Reputation: 45
I've done scraping for lots of sites but one in particular isn't saving it's cookies to my cookie file. Any ideas?
$ch = curl_init($url);
curl_setopt($ch, CURLOPT_URL,$url);
curl_setopt($ch,CURLOPT_TIMEOUT,8200);
curl_setopt($ch,CURLOPT_TIMEOUT_MS,8200);
curl_setopt($ch, CURLOPT_CONNECTTIMEOUT ,8200);
$cookie_file = "cookies/zapper.txt";
curl_setopt($ch, CURLOPT_COOKIESESSION, true);
curl_setopt($ch, CURLOPT_COOKIEFILE, $cookie_file);
curl_setopt($ch, CURLOPT_COOKIEJAR, $cookie_file);
curl_setopt($ch, CURLOPT_FOLLOWLOCATION, 1);
curl_setopt($ch, CURLOPT_RETURNTRANSFER, 1);
curl_setopt($ch, CURLOPT_HEADER, 0);
if ($fields) {curl_setopt($ch,CURLOPT_POST, count($fields)); }
if ($fields) {curl_setopt($ch,CURLOPT_POSTFIELDS, $fields_string); }
This is the first site that I've done that doesn't respond to my cookie saves.

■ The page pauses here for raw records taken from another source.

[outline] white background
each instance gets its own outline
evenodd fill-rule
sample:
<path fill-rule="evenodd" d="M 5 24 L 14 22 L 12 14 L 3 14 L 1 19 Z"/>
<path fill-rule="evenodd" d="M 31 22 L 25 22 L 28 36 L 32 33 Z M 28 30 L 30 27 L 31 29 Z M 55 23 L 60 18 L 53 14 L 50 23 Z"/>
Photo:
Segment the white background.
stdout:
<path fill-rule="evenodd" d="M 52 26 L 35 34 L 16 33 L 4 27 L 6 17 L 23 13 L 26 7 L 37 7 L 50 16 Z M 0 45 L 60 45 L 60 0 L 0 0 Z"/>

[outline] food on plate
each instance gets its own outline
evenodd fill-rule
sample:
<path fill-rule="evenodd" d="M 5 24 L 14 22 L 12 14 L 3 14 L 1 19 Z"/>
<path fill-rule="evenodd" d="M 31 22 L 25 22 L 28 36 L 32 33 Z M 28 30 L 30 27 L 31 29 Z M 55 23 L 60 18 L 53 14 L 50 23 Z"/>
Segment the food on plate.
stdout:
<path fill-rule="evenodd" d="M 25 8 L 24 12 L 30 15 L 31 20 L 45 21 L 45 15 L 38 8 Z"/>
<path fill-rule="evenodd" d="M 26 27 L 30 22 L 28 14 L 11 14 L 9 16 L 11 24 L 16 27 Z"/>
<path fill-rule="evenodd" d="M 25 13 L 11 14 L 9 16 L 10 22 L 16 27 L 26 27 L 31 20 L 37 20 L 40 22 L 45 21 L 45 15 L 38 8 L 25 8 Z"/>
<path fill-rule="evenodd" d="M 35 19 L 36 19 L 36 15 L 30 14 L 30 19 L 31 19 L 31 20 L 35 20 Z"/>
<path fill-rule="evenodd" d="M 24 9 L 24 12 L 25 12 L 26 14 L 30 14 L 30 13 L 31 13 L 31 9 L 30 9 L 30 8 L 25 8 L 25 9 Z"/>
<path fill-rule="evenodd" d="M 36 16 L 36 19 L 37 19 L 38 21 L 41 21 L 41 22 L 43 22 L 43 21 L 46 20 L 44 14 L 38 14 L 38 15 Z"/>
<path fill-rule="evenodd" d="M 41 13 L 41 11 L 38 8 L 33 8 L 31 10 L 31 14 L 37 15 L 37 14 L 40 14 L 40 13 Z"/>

All others use the same code and work perfectly. I've even emulated the post of their forms and faked the header in case it was checking [those.
The site I'm trying to mimic an add to cart process for is http://zapper.co.uk/
Upvotes: 0
Views: 2306
Reputation: 2017
Read a possible solution directly from the php.net site about curl_setopt. It's a workaround to get Cookie content from the header output. Seems to be a cool alternative.
Also, you can get surprising results modifiying some of your rules at curl_setop. Sometimes we use more options than needed.
I also recommend you to echo
the whole $ch
content (It will print page like the browser does). Sometimes you get a detailed error not present at headers seeing the live result content.
Upvotes: 1